Élisabeth, pétrifiée, écoutait les paroles de madame Synnott.

- Écoute-moi, lui dis-je. Je ne peux pas enfanter à ta place. Cet enfant ne demande qu’une chose, venir se blottir sur ton sein. Il sera pour des années à venir, un regard vers toi. Il faut que tu lui laisses juste un instant la possibilité de se glisser au-dehors. Le soleil l’attend. La chaleur qui brûle tes reins te dit une chose : la vie est maintenant. Ne pense ni à hier ni à demain. Ne pense qu’à ta fille qui s’en vient. Tu es la route qu’elle doit empruntée pour y arriver. Respire un peu pour elle, bientôt elle pourra toute seule. Garde les yeux ouverts. Écoute comme elle est bien quand tu manges de grandes bouffées d’espoir.
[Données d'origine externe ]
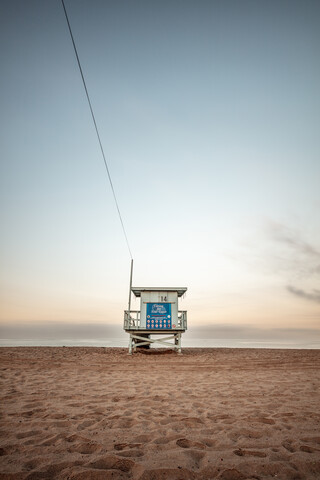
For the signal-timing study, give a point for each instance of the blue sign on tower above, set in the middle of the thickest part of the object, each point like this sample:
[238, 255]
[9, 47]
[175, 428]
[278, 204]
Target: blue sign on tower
[158, 316]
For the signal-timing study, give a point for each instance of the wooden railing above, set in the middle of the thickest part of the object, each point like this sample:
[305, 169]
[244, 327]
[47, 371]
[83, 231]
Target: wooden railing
[132, 320]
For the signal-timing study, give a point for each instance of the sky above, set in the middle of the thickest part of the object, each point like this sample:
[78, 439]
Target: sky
[209, 115]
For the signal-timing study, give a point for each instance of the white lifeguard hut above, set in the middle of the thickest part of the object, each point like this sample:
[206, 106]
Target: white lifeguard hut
[159, 315]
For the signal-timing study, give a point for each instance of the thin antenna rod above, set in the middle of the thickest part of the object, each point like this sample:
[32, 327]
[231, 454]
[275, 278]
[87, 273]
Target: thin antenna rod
[129, 304]
[96, 127]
Ne pense pas à ce qui lui arrivera. Permets-lui juste de s'amener. Ensuite, elle marchera. Respire. Encore une fois. C’est l’air dont elle a besoin que tu jettes dans ses poumons. Respire. Une autre fois. Je vois sa tête. Il y a une étoile sur son front. Respire. Encore. Elle se prépare à ouvrir les yeux. Une autre fois. Voilà. Depuis quelques secondes, la jeune femme ne criait plus. Un râle, à peine. Elle se vrille pour t’arriver. Respire encore une fois. Le sang se diluait au contact de l’eau bouillante. Voilà, elle y est presque. Tu entendras sa voix. Respire. Comme elle est belle. Et l’enfant vint. Fille et belle. Petite mais forte. Rouge et bleue sur des draps pas tout à fait blancs.

Madame Synnott se tût, mais il apparaissait à Élisabeth qu’autre chose suivrait.